United States President Donald Trump has intensified economic measures against India by slapping an additional 25 percent tariff on its goods. The move, unveiled through an executive order on Wednesday, directly responds to India’s ongoing oil imports from Russia — a stream of revenue Washington sees as sustaining Moscow’s war in Ukraine.
Set to take effect in three weeks, the latest tariff builds on a prior 25 percent duty already scheduled to begin on Thursday. This layered approach underscores the U.S. administration’s impatience with countries that continue to engage with Russia commercially despite global calls for sanctions.
Beyond India, the order cautions that other nations engaged in “direct or indirect” oil trading with the Russian Federation may also find themselves under scrutiny.

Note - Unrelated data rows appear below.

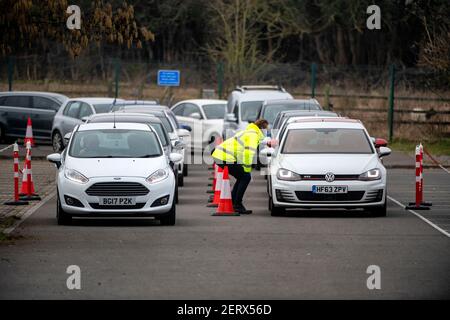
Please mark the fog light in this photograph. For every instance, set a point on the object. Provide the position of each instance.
(161, 201)
(73, 202)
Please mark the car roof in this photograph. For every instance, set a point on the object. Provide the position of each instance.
(262, 95)
(324, 122)
(122, 116)
(109, 125)
(202, 102)
(291, 101)
(35, 93)
(311, 113)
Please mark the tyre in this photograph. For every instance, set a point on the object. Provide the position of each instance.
(57, 142)
(62, 217)
(275, 211)
(180, 180)
(168, 219)
(2, 133)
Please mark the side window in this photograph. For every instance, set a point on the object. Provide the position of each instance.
(190, 109)
(178, 110)
(18, 101)
(236, 111)
(85, 111)
(45, 103)
(72, 109)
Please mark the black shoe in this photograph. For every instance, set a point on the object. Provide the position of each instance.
(239, 208)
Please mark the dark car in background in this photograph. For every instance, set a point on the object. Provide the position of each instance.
(270, 109)
(17, 106)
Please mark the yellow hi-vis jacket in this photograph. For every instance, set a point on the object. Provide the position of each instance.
(240, 148)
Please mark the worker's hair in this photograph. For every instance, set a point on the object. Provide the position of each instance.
(262, 123)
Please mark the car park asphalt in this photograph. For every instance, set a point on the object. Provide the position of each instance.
(304, 255)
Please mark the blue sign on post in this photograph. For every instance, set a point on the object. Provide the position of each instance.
(169, 78)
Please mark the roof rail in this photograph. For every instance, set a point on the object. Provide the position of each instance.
(261, 87)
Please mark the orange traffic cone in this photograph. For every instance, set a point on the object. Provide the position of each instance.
(218, 185)
(27, 191)
(225, 207)
(29, 133)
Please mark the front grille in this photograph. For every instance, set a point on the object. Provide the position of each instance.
(310, 196)
(285, 195)
(321, 177)
(99, 207)
(116, 189)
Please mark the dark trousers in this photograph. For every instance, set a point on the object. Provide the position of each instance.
(242, 181)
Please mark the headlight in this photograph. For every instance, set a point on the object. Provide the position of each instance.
(284, 174)
(158, 175)
(374, 174)
(75, 176)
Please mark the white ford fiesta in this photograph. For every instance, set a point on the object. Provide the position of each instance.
(326, 163)
(116, 169)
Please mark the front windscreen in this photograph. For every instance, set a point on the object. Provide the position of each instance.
(215, 111)
(326, 140)
(250, 110)
(271, 111)
(115, 143)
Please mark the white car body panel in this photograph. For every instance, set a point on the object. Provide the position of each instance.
(115, 170)
(321, 164)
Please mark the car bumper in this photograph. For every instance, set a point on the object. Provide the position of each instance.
(90, 203)
(299, 194)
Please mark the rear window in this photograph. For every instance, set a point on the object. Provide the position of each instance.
(115, 143)
(250, 110)
(18, 101)
(271, 111)
(103, 107)
(215, 111)
(326, 140)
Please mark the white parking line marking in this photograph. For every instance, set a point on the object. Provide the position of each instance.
(420, 217)
(29, 213)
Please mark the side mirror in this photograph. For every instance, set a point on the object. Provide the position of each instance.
(379, 142)
(267, 152)
(186, 127)
(230, 117)
(178, 144)
(196, 116)
(384, 151)
(55, 158)
(67, 137)
(175, 157)
(183, 133)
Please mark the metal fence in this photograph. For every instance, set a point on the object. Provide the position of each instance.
(392, 101)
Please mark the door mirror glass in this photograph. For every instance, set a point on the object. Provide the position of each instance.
(67, 138)
(55, 158)
(175, 157)
(196, 116)
(384, 151)
(230, 117)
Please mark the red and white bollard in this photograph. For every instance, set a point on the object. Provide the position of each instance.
(17, 201)
(419, 204)
(27, 191)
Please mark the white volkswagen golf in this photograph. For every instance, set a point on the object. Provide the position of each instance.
(115, 170)
(326, 163)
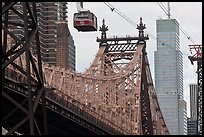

Still, some commodities are spared. The executive order specifically notes exemptions for products already facing sector-specific duties, including steel, aluminum, and pharmaceuticals — a sign that Washington is still weighing the economic implications for vital industries.
This growing confrontation adds a new wrinkle to India-U.S. relations. India has openly pushed back, with its foreign ministry labeling the American demands as “unjustified and unreasonable” and asserting its sovereign right to craft its energy policies.
Adding to the intrigue, diplomatic activity has intensified: India’s National Security Adviser was in Moscow Wednesday, while Steve Witkoff, a senior U.S. official, made a parallel visit to the Russian capital.
Analysts predict heightened tensions as Washington attempts to extend its influence through economic levers, aiming to starve Russia’s war chest and compel broader compliance on the international stage.